Distances in metres, angles in radians! The bearing alpha is measured with east
as 0 radians, and north as PI/2 radians.
------------------------------------------------------------------------------*/
/*
//----------------------//
// translate //
//----------------------//
void translate(double phi0, double theta0, double delta, double alpha,
double& phi1, double& theta1) {
} // End of function translate.
*/
//----------------------//
// int_rect::print //
//----------------------//
void int_rect::print(ostream& os) {
os << "(x, y, w, h) = (" << x << ", " << y
<< ", " << w << ", " << h << ")\n";
} // End of function int_rect::print.
//--------------------------//
// real_rect::positivize //
//--------------------------//
void real_rect::positivize() {
if (w < 0) {
x += w;
w = -w;
}
if (h < 0) {
y += h;
h = -h;
}
} // End of function real_rect::positivize.

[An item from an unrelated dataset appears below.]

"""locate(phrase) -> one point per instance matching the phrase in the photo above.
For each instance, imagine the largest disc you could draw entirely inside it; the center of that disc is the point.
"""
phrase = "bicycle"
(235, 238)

/*------------------------------------------------------------------------------
This function returns a "position2" structure if the given point lies within the
real rectangle. If the rectangle has zero width or height and the point lies in
the zero-area region, then it is still considered to be in the region.
If w or h is negative, then the region is considered to be empty.
If the rectangle parameter is non-null, the returned point is scaled to lie in
that rectangle. Otherwise it lies in [0,1] x [0,1].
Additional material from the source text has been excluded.